Consumers need a new type of bankruptcy that would better aid homeowners and be fairer for mortgage bond investors than the Obama administration's loan-modification program, BlackRock Inc. Vice Chairman Barbara Novick said.

BlackRock, the world's largest asset manager, proposes creating a bankruptcy option under which terms of a consumer's mortgage can be eased, though only after other debts are eliminated, Novick said in an interview. Judges would need to follow a formulaic approach, she said.

"There's Chapter 7, Chapter 11, Chapter 13 — we need a special chapter for the Great Recession," Novick said.

Under existing bankruptcy rules, judges cannot alter terms on mortgages on primary residences, though they can change those on vacation homes or investment properties.
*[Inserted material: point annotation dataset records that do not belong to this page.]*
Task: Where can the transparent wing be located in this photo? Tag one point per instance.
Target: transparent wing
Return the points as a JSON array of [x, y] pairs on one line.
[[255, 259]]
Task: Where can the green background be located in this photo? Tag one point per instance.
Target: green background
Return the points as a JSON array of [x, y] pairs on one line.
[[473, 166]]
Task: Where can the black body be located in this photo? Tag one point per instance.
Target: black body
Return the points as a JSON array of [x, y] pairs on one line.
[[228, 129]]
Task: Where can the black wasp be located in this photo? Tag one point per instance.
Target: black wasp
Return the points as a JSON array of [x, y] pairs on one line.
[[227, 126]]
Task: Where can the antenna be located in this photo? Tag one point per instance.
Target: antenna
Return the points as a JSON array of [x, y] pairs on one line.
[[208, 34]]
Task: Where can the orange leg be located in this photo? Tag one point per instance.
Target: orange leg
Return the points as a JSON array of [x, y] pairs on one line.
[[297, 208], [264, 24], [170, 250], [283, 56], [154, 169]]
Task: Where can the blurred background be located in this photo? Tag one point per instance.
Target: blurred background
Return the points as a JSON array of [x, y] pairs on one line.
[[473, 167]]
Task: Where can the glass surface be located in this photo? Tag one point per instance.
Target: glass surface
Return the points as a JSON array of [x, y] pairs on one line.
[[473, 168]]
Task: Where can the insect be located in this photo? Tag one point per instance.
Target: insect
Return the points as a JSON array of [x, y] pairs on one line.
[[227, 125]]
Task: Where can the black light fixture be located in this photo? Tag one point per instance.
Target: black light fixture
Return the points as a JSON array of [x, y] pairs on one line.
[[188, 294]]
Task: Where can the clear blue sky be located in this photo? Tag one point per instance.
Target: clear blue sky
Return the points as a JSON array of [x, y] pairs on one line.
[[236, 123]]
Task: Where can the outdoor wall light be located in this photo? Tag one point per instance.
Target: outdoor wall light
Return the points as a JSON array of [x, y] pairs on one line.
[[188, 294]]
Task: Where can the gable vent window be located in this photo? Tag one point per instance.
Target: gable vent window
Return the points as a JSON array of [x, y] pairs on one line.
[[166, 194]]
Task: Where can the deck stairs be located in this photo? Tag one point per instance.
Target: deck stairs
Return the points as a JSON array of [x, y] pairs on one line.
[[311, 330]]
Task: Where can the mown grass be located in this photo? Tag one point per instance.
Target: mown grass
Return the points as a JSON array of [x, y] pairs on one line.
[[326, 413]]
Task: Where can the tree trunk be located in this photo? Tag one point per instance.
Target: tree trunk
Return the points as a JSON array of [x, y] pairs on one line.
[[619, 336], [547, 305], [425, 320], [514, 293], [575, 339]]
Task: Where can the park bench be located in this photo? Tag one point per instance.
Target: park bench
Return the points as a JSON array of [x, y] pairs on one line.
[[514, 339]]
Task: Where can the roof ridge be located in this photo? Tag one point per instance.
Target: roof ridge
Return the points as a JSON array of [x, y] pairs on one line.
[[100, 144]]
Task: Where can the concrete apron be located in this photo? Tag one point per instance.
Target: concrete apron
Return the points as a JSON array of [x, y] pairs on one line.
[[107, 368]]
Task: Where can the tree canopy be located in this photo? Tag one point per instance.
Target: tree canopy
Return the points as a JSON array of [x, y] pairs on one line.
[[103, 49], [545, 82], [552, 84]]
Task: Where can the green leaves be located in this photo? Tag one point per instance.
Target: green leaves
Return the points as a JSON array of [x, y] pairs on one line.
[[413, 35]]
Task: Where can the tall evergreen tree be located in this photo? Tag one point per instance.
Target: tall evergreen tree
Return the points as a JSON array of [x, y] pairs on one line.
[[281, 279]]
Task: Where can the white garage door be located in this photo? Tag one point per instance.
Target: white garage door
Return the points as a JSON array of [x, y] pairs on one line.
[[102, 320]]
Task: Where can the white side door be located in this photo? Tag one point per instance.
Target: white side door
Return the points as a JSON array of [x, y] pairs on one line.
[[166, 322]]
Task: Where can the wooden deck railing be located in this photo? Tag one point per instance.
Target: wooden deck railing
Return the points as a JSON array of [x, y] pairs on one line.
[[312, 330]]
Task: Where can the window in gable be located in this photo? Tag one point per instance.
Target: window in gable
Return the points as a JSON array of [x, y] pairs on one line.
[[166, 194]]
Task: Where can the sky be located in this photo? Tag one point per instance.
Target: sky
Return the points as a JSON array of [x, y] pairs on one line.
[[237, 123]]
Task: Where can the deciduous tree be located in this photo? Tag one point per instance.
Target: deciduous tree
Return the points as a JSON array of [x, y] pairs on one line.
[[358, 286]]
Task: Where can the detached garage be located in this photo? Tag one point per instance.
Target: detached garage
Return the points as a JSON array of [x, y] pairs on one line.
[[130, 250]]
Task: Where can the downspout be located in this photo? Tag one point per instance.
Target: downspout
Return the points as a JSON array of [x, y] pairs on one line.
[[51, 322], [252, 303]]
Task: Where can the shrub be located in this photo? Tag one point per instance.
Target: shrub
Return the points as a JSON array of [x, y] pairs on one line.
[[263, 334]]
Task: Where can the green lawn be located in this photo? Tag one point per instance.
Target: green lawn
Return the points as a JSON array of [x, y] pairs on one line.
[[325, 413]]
Since 2007, lawmakers have several times considered so-called cramdown legislation that would give the court power to lengthen mortgage terms, cut interest rates and reduce balances.

BlackRock's idea would differ from lawmakers' proposals in part because it would address concern that judges have "a huge amount of leeway" deciding how to rework debt, she said.

The New York company's plan would also allow reduction of mortgage size if it would make homeowner payments affordable, rather than address so-called negative equity that leads borrowers to walk away from the debt, Novick said.

"There is tremendous moral hazard in just writing off the loan and telling consumers not to worry" about bad decisions, she said.

The proposal follows complaints about the Obama administration's $75 billion Home Affordable Modification Program by mortgage bond investors, Pacific Investment Management Co. and Fortress Investment Group.

Bondholders have objected to plan provisions leaving borrowers' home equity loans unchanged or outstanding while easing mortgage terms, boosting the odds homeowners will default later and benefiting banks at the expense of securities investors.

"Clearly, something that addresses the first mortgages without addressing the home equity is beneficial to those with lower-ranking debt," Novick said. "I'm not sure whether it's deliberate or inadvertent, but that's the impact" of an approach that's unfair to mortgage bond investors and "not really helping consumers: You're just extending what are not viable situations."

The Treasury Department has been "moving forward" on a program announced eight months ago in which home equity debt would be reworked or retired as first mortgages are changed, Meg Reilly, a spokeswoman, said by e-mail. "We expect to begin finalizing participation contracts in the very near future," she wrote. "The administration does not have a position on the idea you describe, nor" does it support or oppose the bankruptcy change lawmakers have proposed.

The House rejected a proposal last month to add a cramdown amendment to a broader financial-overhaul bill that passed. The provision was identical to legislation that passed the House in March but then failed in the Senate amid banking industry opposition.

The current treatment of junior-ranking home equity debt may do more to undermine the confidence of investors in the mortgage bond market, making financing more costly for borrowers in the future when private sources of capital are needed to replace government-backed loans now accounting for almost all new debt, Novick said.